Van der mengangguk penuh pengertian. "Benar, dan ketika aku menemukan orang yang memiliki idealisme yang sama denganku. Tentu aku menghormatinya. Dan itu dirimu."
"Anda selalu bertanya apa yang aku inginkan? Aku ingin membantu. Di tempat Anda berasal di dataran Eropa, Anda pasti mendengar istilah dokter bukannya tabib. Ilmu yang aku punya adalah kedokteran, dan aku ingin membantu dalam hal itu di sini. Tapi alat-alat sangat terbatas, sedangkan untuk beberapa penyakit perlu pembedahan tidak bisa hanya mengandalkan ramuan herbal," kata Aruna.
Van der terkejut mendengar hal itu. "Dokter? Bagaimana bisa? Di Hindia Belanda belum ada yang bergelar dokter. Apakah kau berasal dari daratan Eropa? Britania? Perancis?"
"Tidak, Tuan. Aku putri pribumi. Namun berasal dari tempat yang sangat jauh. Aku tidak bisa mengatakan detailnya karena Anda akan menganggapku gila. Mungkin suatu hari nanti," kata Aruna santai.
"Kau benar-benar penuh kejutan, Aruna," ucap Van der yang kembali merekahkan senyum.
Seketika, suasana menjadi lebih ringan. Burung-burung yang beterbangan seolah ikut merayakan kejujuran kecil itu. Matahari pun terasa lebih hangat, menyentuh kulit Aruna dengan kelembutan.
Siang itu, para babu menyambut Aruna kembali ke ruang makan kecil di kediaman gubernur.
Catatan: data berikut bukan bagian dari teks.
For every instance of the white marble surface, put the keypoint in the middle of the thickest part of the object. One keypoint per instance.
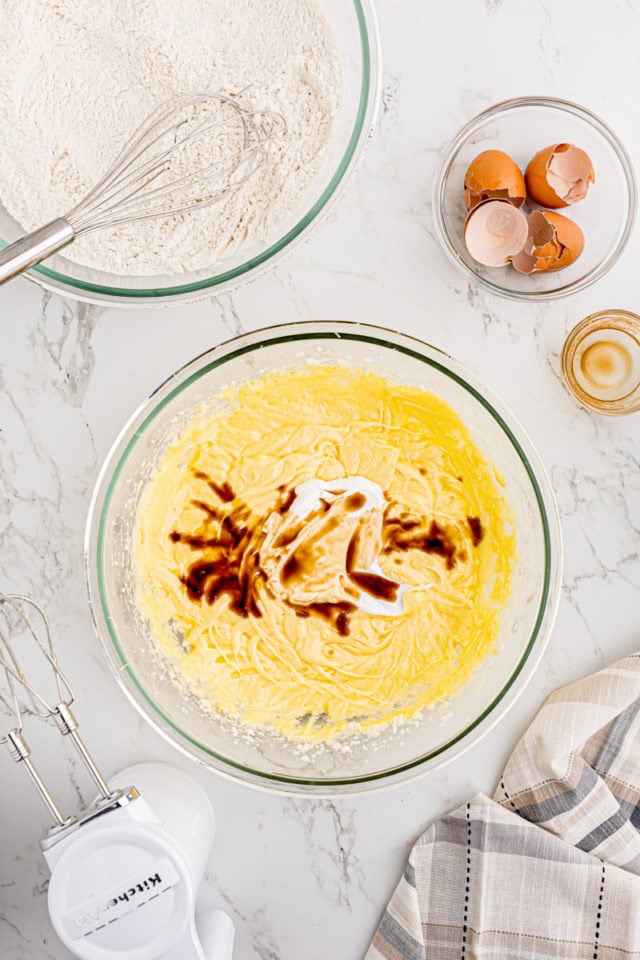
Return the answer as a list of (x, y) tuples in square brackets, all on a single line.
[(307, 880)]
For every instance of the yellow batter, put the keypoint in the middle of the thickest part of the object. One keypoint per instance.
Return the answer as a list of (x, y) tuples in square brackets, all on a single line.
[(298, 674)]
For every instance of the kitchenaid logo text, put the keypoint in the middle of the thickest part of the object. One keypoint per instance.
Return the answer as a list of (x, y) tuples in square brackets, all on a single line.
[(116, 903), (125, 896)]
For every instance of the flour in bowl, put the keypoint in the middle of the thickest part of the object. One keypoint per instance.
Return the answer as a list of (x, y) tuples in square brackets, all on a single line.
[(81, 75)]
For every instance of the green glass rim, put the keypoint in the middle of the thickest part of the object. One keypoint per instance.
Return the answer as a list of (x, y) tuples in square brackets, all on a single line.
[(236, 273), (225, 355)]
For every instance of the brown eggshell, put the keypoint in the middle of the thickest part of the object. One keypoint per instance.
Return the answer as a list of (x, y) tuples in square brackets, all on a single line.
[(570, 238), (494, 232), (559, 175), (553, 242), (493, 175)]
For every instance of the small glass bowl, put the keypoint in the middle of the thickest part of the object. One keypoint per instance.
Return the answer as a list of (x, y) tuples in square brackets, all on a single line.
[(620, 322), (521, 127)]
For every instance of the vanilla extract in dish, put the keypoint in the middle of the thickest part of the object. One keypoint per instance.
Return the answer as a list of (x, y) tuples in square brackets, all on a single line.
[(347, 571)]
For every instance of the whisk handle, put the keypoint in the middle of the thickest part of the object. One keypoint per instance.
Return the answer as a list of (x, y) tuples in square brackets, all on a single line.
[(33, 248)]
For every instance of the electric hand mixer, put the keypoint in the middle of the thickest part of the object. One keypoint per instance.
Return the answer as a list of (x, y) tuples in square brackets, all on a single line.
[(125, 872)]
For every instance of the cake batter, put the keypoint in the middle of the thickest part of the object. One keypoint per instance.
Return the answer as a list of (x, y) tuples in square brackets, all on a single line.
[(323, 552)]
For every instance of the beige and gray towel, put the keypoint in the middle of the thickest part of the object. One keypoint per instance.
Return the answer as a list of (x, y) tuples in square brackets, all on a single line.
[(550, 868)]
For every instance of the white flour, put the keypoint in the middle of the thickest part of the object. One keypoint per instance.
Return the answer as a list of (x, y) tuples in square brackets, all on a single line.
[(80, 75)]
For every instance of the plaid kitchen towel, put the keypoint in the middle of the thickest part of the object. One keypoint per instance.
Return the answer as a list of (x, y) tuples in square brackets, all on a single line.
[(550, 868)]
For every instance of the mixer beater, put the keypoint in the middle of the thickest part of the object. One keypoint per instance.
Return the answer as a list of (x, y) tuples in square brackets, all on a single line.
[(125, 872)]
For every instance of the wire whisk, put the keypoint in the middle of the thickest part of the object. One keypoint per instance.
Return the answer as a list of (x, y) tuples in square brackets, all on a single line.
[(191, 153)]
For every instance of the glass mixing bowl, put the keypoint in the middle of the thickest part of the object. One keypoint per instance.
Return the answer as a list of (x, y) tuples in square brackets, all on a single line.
[(521, 127), (266, 759), (355, 30)]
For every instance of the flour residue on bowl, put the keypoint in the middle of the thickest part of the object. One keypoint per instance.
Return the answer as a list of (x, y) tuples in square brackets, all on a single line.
[(81, 77), (253, 600)]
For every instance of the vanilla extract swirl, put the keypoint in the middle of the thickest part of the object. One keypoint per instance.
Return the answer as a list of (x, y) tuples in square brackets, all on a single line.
[(319, 564)]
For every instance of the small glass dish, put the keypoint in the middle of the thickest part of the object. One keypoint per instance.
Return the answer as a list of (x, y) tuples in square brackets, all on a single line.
[(607, 331), (521, 127)]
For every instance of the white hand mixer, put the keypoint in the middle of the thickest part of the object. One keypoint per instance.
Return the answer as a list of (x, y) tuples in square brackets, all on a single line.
[(125, 872)]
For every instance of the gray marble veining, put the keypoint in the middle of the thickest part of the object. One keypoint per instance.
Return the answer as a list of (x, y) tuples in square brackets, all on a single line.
[(307, 880)]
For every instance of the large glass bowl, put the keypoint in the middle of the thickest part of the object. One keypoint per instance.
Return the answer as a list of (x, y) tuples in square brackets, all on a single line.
[(272, 761), (521, 127), (354, 27)]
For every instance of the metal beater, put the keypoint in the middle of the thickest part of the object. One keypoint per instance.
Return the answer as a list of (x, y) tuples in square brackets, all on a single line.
[(190, 153), (125, 872)]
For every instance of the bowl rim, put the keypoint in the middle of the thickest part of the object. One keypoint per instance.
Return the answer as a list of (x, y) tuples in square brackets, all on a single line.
[(451, 150), (227, 280), (304, 331)]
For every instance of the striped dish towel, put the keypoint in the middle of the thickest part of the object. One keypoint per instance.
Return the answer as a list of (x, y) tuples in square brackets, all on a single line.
[(550, 868)]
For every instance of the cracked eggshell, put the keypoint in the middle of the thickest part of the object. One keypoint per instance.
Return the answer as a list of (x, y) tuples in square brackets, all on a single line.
[(494, 232), (553, 243), (493, 175), (559, 175)]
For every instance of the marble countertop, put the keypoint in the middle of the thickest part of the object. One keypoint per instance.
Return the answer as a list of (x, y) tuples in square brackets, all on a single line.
[(303, 879)]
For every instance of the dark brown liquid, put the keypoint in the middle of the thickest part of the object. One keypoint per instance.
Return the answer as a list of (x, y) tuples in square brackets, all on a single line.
[(404, 533), (477, 532), (222, 490), (229, 539)]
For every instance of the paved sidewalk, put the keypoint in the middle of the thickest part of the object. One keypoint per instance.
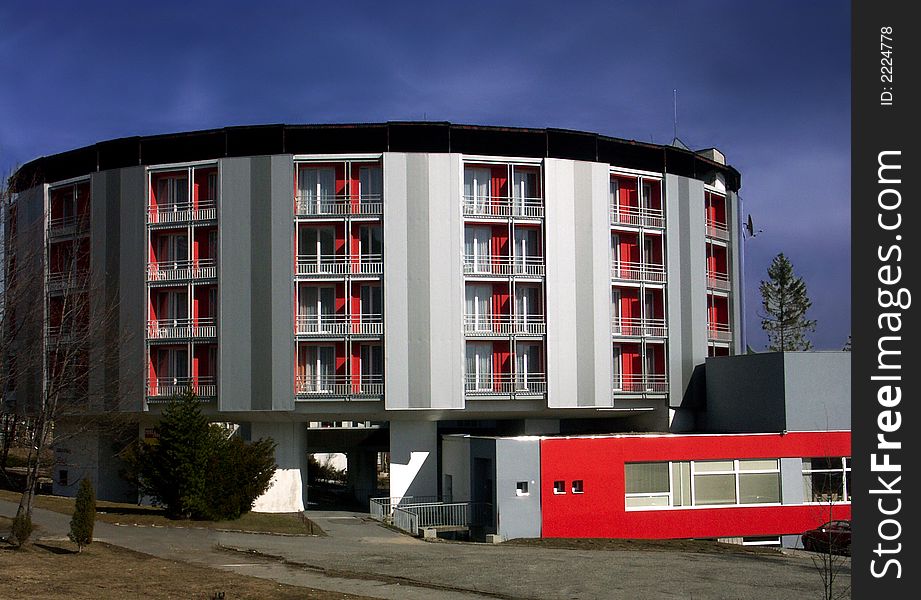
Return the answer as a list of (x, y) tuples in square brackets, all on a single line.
[(361, 557)]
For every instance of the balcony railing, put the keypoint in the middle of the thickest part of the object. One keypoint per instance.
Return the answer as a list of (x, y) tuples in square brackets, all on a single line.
[(720, 332), (505, 325), (504, 266), (630, 271), (335, 325), (718, 281), (67, 280), (339, 386), (503, 207), (637, 327), (172, 329), (505, 384), (637, 217), (167, 387), (178, 270), (367, 205), (640, 384), (182, 212), (718, 230), (339, 264), (66, 226)]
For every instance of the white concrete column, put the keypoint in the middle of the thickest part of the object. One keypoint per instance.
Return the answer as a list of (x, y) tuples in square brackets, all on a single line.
[(413, 458), (288, 489)]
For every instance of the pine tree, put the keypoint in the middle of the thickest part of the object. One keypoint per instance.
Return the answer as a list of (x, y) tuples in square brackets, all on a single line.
[(84, 519), (784, 302)]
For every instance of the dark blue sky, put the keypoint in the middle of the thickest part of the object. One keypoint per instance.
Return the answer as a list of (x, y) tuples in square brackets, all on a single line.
[(768, 83)]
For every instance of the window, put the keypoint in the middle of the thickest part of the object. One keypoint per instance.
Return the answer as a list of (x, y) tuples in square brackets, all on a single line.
[(827, 479), (702, 483)]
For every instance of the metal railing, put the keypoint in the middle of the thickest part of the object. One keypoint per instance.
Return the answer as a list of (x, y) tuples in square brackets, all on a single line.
[(505, 384), (503, 207), (181, 212), (505, 325), (320, 325), (638, 383), (366, 205), (179, 270), (718, 281), (631, 271), (720, 332), (718, 230), (167, 387), (521, 266), (637, 327), (339, 264), (170, 329), (637, 217), (339, 386)]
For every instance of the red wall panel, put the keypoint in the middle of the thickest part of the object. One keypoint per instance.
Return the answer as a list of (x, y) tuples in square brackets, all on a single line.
[(599, 463)]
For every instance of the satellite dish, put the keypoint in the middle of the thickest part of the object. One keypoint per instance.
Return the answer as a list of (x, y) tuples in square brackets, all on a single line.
[(750, 227)]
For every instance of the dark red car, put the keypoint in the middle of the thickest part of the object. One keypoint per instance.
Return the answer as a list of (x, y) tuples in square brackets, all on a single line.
[(834, 534)]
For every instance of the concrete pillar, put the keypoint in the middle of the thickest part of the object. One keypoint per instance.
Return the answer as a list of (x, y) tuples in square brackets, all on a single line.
[(287, 492), (413, 458)]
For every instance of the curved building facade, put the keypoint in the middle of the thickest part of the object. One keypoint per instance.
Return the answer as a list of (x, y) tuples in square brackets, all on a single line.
[(412, 278)]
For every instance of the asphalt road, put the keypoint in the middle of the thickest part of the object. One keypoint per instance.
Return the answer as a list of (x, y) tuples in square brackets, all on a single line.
[(361, 557)]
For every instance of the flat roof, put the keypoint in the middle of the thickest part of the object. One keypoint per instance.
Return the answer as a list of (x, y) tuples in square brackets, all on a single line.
[(354, 138)]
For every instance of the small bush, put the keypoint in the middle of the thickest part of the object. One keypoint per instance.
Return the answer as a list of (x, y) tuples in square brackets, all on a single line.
[(21, 529), (84, 519)]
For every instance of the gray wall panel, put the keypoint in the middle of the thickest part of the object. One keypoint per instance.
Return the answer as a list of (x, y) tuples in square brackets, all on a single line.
[(518, 460), (234, 289), (396, 301), (130, 204)]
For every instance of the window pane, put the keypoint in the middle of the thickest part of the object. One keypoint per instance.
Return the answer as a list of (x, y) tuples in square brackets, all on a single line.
[(758, 465), (755, 488), (646, 478), (709, 466), (715, 489)]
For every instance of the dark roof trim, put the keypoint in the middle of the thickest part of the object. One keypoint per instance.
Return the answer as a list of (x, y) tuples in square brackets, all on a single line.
[(393, 136)]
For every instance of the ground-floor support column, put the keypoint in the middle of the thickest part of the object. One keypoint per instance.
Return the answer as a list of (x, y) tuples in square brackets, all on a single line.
[(81, 453), (413, 458), (288, 489), (362, 474)]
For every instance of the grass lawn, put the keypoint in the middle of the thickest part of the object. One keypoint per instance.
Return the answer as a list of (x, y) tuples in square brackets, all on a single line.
[(132, 514), (54, 570)]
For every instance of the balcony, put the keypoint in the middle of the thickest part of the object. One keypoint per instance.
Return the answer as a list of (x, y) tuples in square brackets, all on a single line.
[(370, 205), (169, 214), (717, 230), (504, 266), (637, 217), (164, 388), (336, 387), (718, 281), (503, 207), (640, 384), (719, 332), (177, 329), (68, 226), (505, 384), (637, 327), (182, 270), (504, 325), (339, 325), (630, 271), (339, 265)]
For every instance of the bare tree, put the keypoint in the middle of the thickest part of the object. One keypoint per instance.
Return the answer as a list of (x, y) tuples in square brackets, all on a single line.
[(57, 315)]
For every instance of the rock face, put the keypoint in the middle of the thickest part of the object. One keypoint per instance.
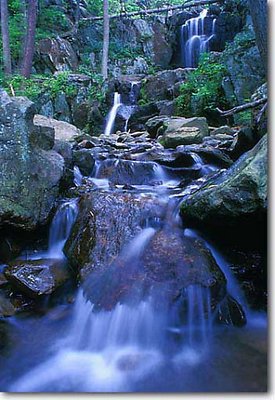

Mereka tersenyum, beberapa bahkan menitikkan air mata lega melihat gadis itu sudah mampu duduk tegak dan makan sendiri. Aruna merasa hatinya diliputi syukur.
Saat sendok pertama bubur hangat menyentuh lidahnya, Aruna sadar bahwa hidupnya memang tengah diberi kesempatan baru. Mengerti bahwa Tuhan menempatkan ke zaman ini pastilah memiliki alasan.